Bug #87748 terminate called after throwing an instance of 'std::bad_alloc'
Submitted: 13 Sep 2017 9:49 Modified: 21 Feb 2:47
Reporter: Simon Mudd (OCA) Email Updates:
Status: Closed Impact on me:
None 
Category:MySQL Server: Performance Schema Severity:S1 (Critical)
Version:8.0.1-dmr OS:CentOS (CentOS 7)
Assigned to: CPU Architecture:Any
Tags: 8.0.1, crash, dmr

[13 Sep 2017 9:49] Simon Mudd
Description:
I found a server running 8.0.1-dmr with this errors in the which broke.

The server was running:

[myuser@myhost ~]$ rpm -q mysql-community-server
mysql-community-server-8.0.1-0.1.dmr.el7.x86_64

This may be something which has been seen as this server has been running I think for some time. The rpm was installed on this server since May.

I'm uploading the log file in case it's of any use. One thing I do note is the server ran out of disk space. This is a slave with no binlogs. Maybe that's an important bit of information?

How to repeat:
not sure I can. this box had been replicating for some time.

Suggested fix:
Don't crash. (I understand this is a DMR version so crashes are more likely)
[13 Sep 2017 9:51] Simon Mudd
error-log showing the crashed recovery attempt which leads to another crash

Attachment: mysqld.log-20170912-sanitised (application/octet-stream, text), 85.97 KiB.

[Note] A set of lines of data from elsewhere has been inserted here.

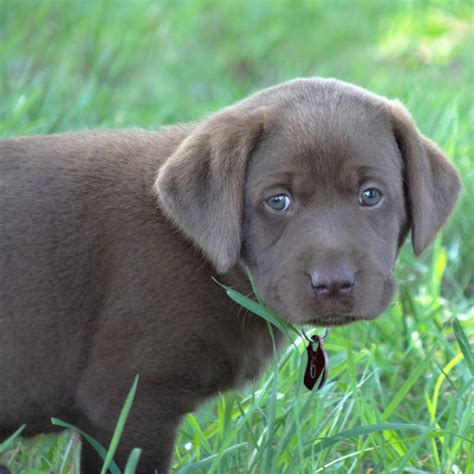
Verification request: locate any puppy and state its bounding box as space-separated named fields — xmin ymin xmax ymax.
xmin=0 ymin=78 xmax=460 ymax=473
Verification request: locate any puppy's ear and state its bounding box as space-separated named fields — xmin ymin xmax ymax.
xmin=390 ymin=101 xmax=461 ymax=255
xmin=154 ymin=109 xmax=264 ymax=273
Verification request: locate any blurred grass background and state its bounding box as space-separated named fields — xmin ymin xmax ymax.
xmin=0 ymin=0 xmax=474 ymax=474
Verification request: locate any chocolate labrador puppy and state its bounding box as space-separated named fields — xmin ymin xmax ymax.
xmin=0 ymin=78 xmax=460 ymax=473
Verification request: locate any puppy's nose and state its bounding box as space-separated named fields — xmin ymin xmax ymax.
xmin=310 ymin=266 xmax=355 ymax=298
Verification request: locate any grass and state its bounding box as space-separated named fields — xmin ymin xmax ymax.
xmin=0 ymin=0 xmax=474 ymax=474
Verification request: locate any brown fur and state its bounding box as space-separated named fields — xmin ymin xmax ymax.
xmin=0 ymin=79 xmax=460 ymax=472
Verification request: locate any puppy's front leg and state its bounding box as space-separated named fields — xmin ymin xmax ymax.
xmin=80 ymin=398 xmax=180 ymax=474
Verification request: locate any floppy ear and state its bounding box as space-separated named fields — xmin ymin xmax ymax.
xmin=390 ymin=101 xmax=461 ymax=255
xmin=154 ymin=106 xmax=263 ymax=273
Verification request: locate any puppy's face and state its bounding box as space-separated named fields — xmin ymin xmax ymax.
xmin=155 ymin=79 xmax=460 ymax=325
xmin=242 ymin=100 xmax=407 ymax=325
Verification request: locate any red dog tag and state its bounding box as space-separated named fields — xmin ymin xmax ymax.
xmin=304 ymin=335 xmax=329 ymax=390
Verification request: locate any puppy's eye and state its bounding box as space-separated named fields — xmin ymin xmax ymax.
xmin=265 ymin=194 xmax=291 ymax=212
xmin=359 ymin=188 xmax=382 ymax=207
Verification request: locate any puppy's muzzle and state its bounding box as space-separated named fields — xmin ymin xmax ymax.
xmin=308 ymin=265 xmax=355 ymax=307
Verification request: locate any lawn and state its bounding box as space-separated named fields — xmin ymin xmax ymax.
xmin=0 ymin=0 xmax=474 ymax=474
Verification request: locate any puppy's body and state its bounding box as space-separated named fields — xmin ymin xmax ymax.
xmin=0 ymin=126 xmax=270 ymax=472
xmin=0 ymin=79 xmax=459 ymax=472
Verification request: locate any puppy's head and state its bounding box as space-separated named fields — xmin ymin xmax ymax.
xmin=155 ymin=79 xmax=460 ymax=325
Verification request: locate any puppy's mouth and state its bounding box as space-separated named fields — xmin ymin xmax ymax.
xmin=306 ymin=313 xmax=377 ymax=326
xmin=307 ymin=314 xmax=358 ymax=326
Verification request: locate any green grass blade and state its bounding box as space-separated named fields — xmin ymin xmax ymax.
xmin=452 ymin=318 xmax=474 ymax=376
xmin=100 ymin=374 xmax=138 ymax=474
xmin=51 ymin=418 xmax=121 ymax=474
xmin=382 ymin=349 xmax=434 ymax=421
xmin=0 ymin=425 xmax=26 ymax=454
xmin=123 ymin=448 xmax=142 ymax=474
xmin=314 ymin=423 xmax=429 ymax=451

[13 Sep 2017 15:05] Sinisa Milivojevic
Hi Simon!

It is quite clear to me that the query that produces the exception is:

 SELECT * FROM performance_schema.data_locks;

First of all, let me tell you that I am quite eager to verify this bug as it looks that exception does not have to arise only from lack of memory, but also of the memory fragmentation. At least, we can catch() that exception and quit gracefully .....

So, please let me know how much RAM do you have allocated for MySQL server on that machine. Next, can you periodically run:

 SELECT count(*) FROM performance_schema.data_locks;

so that we get the idea of the magnitude of of the vector's size .....

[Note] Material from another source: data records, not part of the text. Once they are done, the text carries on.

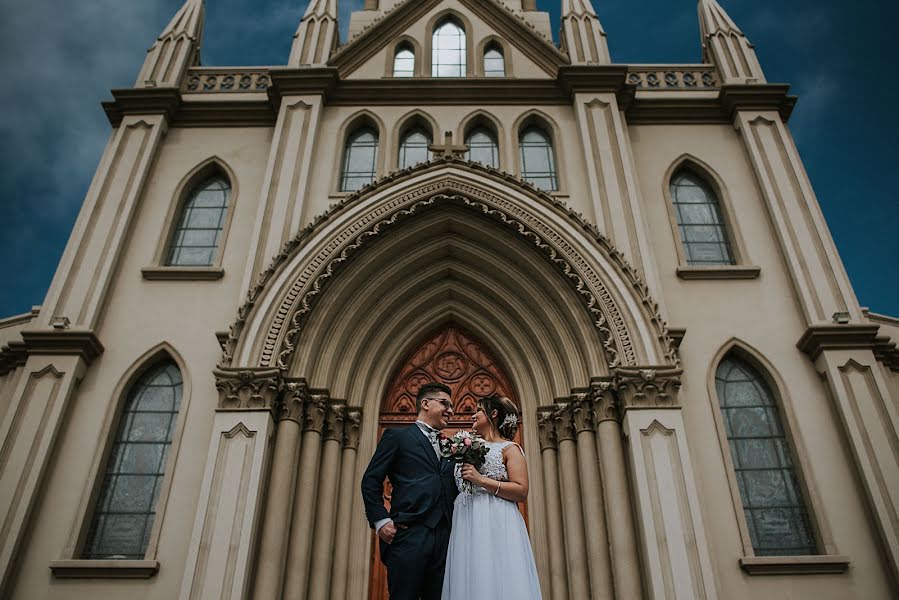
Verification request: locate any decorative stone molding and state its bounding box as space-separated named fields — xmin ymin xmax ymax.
xmin=303 ymin=392 xmax=328 ymax=433
xmin=20 ymin=329 xmax=103 ymax=364
xmin=278 ymin=379 xmax=309 ymax=424
xmin=213 ymin=369 xmax=283 ymax=410
xmin=796 ymin=324 xmax=880 ymax=360
xmin=615 ymin=367 xmax=682 ymax=411
xmin=343 ymin=408 xmax=362 ymax=450
xmin=537 ymin=407 xmax=559 ymax=452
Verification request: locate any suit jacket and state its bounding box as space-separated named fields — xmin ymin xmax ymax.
xmin=362 ymin=423 xmax=458 ymax=528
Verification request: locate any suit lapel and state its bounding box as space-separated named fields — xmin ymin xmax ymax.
xmin=412 ymin=423 xmax=440 ymax=467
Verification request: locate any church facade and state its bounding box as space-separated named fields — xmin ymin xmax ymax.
xmin=0 ymin=0 xmax=899 ymax=600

Thank you very much in advance ......
[18 Sep 2017 7:53] Simon Mudd
Hi.

The included log file shows the size of the buffer pool:

2017-09-11T16:06:54.027706Z 1 [Note] InnoDB: Initializing buffer pool, total size = 99.875G, instances = 47, chunk size = 128M

The server has 128 GB of RAM.

You also asked for this:

== snip ===
root@myserver [(none)]> SELECT count(*) FROM performance_schema.data_locks;
ERROR 1146 (42S02): Table 'performance_schema.data_locks' doesn't exist
root@myserver [(none)]> select @@version;
+--------------+
| @@version    |
+--------------+
| 8.0.3-rc-log |
+--------------+
1 row in set (0.00 sec)
== snip ===

So I'm missing something or 8.0.3 is not running properly.
[18 Sep 2017 7:55] Simon Mudd
Hmm. Sorry for pasting information from the wrong server.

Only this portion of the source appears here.